How Many Databricks Does It Take To Change A Lightbulb?

Data has become significantly expensive. So expensive that "eye-watering" might not quite cut it. And it is not just expensive in monetary terms, there is also the dreary hidden expense of the report taking data engineering months to produce, or that so-called accelerator in its never-ending professional services integration… and your stakeholders just wanted to know how their business was performing.

I do wonder if accelerator is one of the most ironic terms used in tech.

There are many reasons for this; however, to me, one thing is sticking out like a throbbing sore thumb, hit by several hammers (made myself wince there too). I am, of course, talking about the misplaced use of big data tools.

Cartoon databricks character scratching his head about how to change a lightbulb

So, how many Databricks does it take to change a lightbulb?

Well, Databricks doesn't change lightbulbs. It would be terrible at it, just like Snowflake. They just aren't the right tool.

Now, don't get me wrong, these tools can absolutely work with data of any size, but consider this analogy:

If I need to travel 10 miles, that is a fair distance to walk, so using a tool makes sense. I could get a bicycle, very economical. I could drive a car. I could charter a helicopter, maybe see if anyone has built a hyperloop yet, or even better, see if SpaceX have a launch window.

Spacex rockets in a taxi rank

All of these can help me travel the 10 miles, but some of them really don't make a whole lot of sense for such a small journey. They would be heinously uneconomical.

There are many reasons to choose big data tools, and typically, when the reasons are real, you had no choice but to choose them, and it usually means you have a good problem. Sometimes it is obvious you will need them soon, and it is worth the investment in preparation.

And there are, of course, other valid reasons. Data engineers want to use these tools, and who could blame them. They are incredible tools and prime CV fodder.

On the other side of that, something we have probably all seen a few times now: large teams of data engineers managing a total of 5TB of data for their department or company, with only a few GB running through a medallion-style pipeline architecture each night.

Most of us know this deep down.
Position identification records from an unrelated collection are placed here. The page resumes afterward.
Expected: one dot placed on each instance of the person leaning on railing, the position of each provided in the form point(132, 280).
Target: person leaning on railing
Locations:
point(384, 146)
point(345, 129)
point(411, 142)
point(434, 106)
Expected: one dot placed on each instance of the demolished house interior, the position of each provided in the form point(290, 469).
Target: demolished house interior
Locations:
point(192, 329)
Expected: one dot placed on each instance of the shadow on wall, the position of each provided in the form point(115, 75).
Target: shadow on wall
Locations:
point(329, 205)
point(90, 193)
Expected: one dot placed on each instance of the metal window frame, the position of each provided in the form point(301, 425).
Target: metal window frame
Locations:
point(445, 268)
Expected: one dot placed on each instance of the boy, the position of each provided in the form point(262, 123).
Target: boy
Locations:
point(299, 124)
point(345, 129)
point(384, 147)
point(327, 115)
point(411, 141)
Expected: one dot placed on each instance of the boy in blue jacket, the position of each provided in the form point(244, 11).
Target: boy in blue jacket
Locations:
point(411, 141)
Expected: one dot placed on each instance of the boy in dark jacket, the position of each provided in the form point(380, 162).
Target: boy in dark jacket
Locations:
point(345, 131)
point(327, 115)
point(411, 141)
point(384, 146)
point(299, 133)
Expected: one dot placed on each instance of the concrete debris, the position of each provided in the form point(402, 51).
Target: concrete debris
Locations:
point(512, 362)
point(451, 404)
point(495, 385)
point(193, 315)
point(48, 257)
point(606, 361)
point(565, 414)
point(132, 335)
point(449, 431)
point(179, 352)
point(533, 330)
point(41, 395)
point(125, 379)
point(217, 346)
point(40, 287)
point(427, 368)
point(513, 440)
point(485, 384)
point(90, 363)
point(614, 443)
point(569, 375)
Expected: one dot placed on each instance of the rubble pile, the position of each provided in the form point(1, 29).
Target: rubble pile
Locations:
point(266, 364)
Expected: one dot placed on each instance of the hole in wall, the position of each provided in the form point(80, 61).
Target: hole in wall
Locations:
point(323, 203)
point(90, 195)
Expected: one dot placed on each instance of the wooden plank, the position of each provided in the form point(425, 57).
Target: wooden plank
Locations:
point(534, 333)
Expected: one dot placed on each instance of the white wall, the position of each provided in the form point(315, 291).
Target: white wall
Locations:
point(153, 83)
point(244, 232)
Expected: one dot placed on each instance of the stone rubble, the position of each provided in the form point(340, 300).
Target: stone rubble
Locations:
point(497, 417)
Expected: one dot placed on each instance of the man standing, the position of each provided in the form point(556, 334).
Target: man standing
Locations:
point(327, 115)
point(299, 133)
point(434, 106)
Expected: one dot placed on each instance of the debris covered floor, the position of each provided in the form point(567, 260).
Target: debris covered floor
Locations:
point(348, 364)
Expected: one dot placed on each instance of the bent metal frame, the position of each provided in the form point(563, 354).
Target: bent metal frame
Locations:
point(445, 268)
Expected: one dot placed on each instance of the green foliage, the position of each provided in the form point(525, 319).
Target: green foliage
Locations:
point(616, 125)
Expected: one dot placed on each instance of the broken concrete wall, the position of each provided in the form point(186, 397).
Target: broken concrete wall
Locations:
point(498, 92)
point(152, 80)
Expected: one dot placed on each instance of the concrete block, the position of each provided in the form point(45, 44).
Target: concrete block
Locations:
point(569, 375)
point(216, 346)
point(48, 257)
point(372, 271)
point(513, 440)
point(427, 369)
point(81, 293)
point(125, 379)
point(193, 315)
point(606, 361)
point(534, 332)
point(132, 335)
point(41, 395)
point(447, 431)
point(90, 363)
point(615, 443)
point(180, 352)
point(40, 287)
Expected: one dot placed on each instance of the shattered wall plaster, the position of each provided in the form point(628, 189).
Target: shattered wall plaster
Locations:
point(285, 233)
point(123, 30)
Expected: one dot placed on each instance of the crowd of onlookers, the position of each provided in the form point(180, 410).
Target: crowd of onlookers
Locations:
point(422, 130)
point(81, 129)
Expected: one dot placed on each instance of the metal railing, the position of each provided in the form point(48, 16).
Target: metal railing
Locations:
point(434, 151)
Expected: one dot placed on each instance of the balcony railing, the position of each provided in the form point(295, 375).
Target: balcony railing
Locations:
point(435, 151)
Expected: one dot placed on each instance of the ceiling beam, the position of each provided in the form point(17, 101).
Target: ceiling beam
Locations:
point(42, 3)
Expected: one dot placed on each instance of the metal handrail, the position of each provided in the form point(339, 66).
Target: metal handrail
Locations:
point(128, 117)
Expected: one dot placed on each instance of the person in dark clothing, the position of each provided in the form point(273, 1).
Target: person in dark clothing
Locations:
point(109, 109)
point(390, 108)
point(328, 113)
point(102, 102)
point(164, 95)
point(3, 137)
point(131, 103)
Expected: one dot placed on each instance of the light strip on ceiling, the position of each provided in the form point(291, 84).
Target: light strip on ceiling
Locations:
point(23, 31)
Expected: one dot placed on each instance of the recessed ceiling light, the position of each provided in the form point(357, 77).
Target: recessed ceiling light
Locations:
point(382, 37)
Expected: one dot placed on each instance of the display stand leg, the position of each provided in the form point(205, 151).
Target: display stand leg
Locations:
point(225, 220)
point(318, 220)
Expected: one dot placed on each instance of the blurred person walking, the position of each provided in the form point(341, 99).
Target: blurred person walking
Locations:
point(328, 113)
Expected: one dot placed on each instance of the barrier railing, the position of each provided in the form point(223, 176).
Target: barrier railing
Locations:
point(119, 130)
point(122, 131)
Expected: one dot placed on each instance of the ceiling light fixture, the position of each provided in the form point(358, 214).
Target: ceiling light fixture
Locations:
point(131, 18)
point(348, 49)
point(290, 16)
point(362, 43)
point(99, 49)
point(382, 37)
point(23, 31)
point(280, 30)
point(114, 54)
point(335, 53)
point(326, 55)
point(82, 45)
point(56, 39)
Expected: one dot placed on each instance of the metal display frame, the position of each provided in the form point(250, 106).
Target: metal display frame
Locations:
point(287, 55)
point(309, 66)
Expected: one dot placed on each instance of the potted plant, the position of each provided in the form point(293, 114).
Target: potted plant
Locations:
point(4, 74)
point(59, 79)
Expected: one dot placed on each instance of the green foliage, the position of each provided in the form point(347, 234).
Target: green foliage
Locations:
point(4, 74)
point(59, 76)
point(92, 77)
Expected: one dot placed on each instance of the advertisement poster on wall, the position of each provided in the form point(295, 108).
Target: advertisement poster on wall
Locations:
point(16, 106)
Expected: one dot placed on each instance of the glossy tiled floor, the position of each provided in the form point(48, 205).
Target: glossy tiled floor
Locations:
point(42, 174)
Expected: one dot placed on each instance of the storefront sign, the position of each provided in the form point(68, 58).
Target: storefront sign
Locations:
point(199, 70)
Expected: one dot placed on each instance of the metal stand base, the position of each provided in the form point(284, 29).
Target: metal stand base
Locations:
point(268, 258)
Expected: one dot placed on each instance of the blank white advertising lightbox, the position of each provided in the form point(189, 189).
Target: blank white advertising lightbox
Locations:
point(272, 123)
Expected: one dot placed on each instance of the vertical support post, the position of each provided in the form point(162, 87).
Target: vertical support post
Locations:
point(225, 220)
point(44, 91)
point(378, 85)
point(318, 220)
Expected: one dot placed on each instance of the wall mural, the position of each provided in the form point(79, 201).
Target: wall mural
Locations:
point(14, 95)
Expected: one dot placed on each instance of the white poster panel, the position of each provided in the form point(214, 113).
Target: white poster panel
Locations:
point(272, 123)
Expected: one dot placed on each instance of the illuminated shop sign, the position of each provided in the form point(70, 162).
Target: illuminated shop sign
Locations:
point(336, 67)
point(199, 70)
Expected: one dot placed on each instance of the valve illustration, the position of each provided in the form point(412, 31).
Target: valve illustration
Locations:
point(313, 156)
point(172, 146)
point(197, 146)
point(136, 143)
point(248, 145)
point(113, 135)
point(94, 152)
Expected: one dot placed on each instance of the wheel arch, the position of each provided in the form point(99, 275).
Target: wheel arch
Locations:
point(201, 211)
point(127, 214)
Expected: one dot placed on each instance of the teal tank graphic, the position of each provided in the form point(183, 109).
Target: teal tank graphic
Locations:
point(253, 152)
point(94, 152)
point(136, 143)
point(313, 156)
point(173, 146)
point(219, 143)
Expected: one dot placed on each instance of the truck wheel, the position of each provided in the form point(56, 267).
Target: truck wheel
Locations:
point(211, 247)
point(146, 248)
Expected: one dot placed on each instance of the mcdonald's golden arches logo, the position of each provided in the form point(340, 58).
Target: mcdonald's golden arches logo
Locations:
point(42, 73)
We could unearth the Raspberry Pi we left somewhere in the office IT cupboard and do the same for the cost of cleaning the dust off it and a little ingress/egress.

So why do so many companies end up with 130-core clusters, vast amounts of memory, and millions of pounds in staff costs to shuffle a couple of gigabytes through a pipeline each night? They don't need it. Nobody needs it. It is, to put it mildly, illogical.
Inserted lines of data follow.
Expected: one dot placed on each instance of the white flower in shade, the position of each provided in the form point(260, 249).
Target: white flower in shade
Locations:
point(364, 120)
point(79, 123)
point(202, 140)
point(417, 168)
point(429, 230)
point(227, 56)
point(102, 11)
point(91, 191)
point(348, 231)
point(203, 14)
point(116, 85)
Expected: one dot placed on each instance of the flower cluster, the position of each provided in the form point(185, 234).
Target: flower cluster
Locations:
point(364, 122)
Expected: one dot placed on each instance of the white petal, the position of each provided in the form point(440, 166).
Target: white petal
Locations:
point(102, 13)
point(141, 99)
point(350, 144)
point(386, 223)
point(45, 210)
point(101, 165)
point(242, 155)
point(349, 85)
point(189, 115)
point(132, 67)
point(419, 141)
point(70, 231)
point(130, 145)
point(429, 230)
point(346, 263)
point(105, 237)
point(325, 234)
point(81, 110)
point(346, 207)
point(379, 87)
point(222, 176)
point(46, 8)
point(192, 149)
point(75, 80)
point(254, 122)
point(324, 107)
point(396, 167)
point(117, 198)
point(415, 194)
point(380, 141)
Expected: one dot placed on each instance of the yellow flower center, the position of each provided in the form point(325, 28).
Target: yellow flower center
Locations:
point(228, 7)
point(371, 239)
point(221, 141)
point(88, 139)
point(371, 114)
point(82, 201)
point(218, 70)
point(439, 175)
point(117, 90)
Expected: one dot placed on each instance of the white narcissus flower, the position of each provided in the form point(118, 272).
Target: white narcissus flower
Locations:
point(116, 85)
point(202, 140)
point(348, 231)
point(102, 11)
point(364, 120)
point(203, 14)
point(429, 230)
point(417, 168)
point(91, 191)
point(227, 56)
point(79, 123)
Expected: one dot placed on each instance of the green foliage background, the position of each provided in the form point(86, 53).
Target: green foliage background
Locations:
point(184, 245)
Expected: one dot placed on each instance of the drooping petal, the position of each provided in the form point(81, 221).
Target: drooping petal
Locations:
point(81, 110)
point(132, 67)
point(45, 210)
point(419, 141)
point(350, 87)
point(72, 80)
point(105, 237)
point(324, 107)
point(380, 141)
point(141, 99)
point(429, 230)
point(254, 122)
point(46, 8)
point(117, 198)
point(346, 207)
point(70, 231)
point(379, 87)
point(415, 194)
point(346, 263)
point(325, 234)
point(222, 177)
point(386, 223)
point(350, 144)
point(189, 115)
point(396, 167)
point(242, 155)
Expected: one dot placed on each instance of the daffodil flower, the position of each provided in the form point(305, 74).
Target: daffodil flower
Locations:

Of course, this is not to say these tools are never the right answer. There are many reasons you should be reaching for them, for example:

You are genuinely operating at scale. Not "we might be one day", but terabytes turning into petabytes, with concurrency, latency and reliability actually mattering.
Your workloads demand distributed compute, complex joins across large datasets, or near real-time processing where a single machine simply will not cut it.
You have multiple teams, multiple use cases, and a platform that needs to serve as a shared, governed layer rather than a single pipeline feeding a single report.
You have hit the limits of simpler systems, repeatedly, and scaling up is no longer a choice but a necessity.

If not, then it is worth asking a slightly uncomfortable question:

Are we solving a data problem, or are we maintaining a data platform that has grown far larger than the problem it was supposed to solve?

Raspberry pi beating a huge server in a race, both carrying 2GB of data

More often than not, the answer isn't technical.

It is habit.

It is vendor influence.

It is "this is how modern data is done".

It is building for a future that may never arrive.

And, occasionally, it is the simple truth that complex systems are more interesting to build.

None of that makes the tools bad. Far from it. They are exceptional at what they are designed for.

But using them everywhere, regardless of need, is a bit like taking that helicopter to travel 10 miles. You will absolutely get there, and it will look impressive while you do it. But first you will need to travel to the helipad (increased overheads), find somewhere to land at the other end (deployment complexity), register the flightpath (governance), file the paperwork with three different authorities (change approval), and burn a lot more fuel than necessary along the way (cloud bill). You may find yourself wondering why the journey felt so expensive for what it was, and why it took so long.

Sometimes, the most effective solution is not the most scalable, or the most modern, or the most impressive.

Sometimes, it is just the one that fits the problem.

On the software side of the fence, we learned these things in depth through the rise of Agile methodologies such as YAGNI (You Aren't Going to Need It) and so on. I think the data world is catching up with engineering principles. I just hope they get through this part of their evolution quickly, with limited financial damage to businesses along the way.